China, Hong Kong shares rise on upbeat lending data

HONG KONG (Reuters) - Shares in China and Hong Kong rose on Friday, led by strong gains in the banking sector after data showed China's new bank lending and money supply rose faster than expected in May, adding to hopes that the economy was stabilising.

By midday, the Hang Seng Index rose 0.6 per cent to 23,316.31 points, while the China Enterprises Index of the top Chinese listings in Hong Kong was up a similar amount.

The CSI300 of the leading Shanghai and Shenzhen A-share listings gained 1.3 per cent, while the Shanghai Composite Index was up 0.9 per cent at 2,070.27 points.

On the week, the Hang Seng benchmark was up around 1.6 per cent. The H-share index rose 1.5 per cent and is headed for its fifth-straight weekly gain.

Onshore China markets were also set for a winning week, with the CSI300 up 2.1 per cent and the Shanghai benchmark 2 per cent.

"The mainland market is experiencing a weak rebound, as a series of data has showed economy stabilised in May and people have expectations about more targeted easing measures," said Xiao Shijun, analyst at Guodu Securities in Beijing.

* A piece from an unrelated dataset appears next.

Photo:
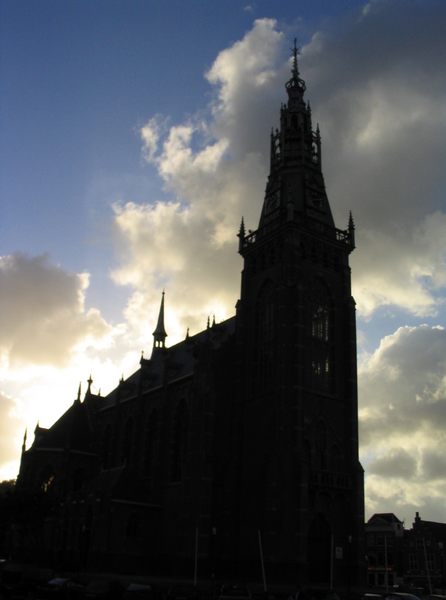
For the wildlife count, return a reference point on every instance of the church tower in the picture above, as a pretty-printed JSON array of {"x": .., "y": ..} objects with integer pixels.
[{"x": 301, "y": 482}]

Chinese banks were buoyed by May lending data that beat expectations, with 870.8 billion yuan worth of new bank loans made, higher than a forecast of 750 billion yuan and above the previous month's 774.7 billion yuan.

Leading gains in the CSI300 was Ping An Bank, which surged 6.3 per cent to a 4-month high. China Minsheng Banking Corp and Industrial Bank gained 2.3 and 2.8 per cent, respectively.

All A-shares and H-shares of China's big four state banks rose in the morning, with Industrial and Commercial Bank of China up 1.4 per cent in Hong Kong.

Carmaker stocks also outperformed after Tesla Motors said it would allow others to use its intellectual property in hopes of speeding up development of electric cars by all manufacturers.

Warren Buffett-backed BYD gained 3.9 per cent in Shenzhen and 1.3 per cent in Hong Kong.

Weichai Power spiked 3.4 per cent in Hong Kong and 2.4 per cent in Shenzhen after the company said late on Thursday it obtained effective control over German forklift truck maker Kion.

Additional Chinese economic data due on Friday afternoon is likely to show factory output edged higher in May but investment growth slowed further, a Reuters poll showed.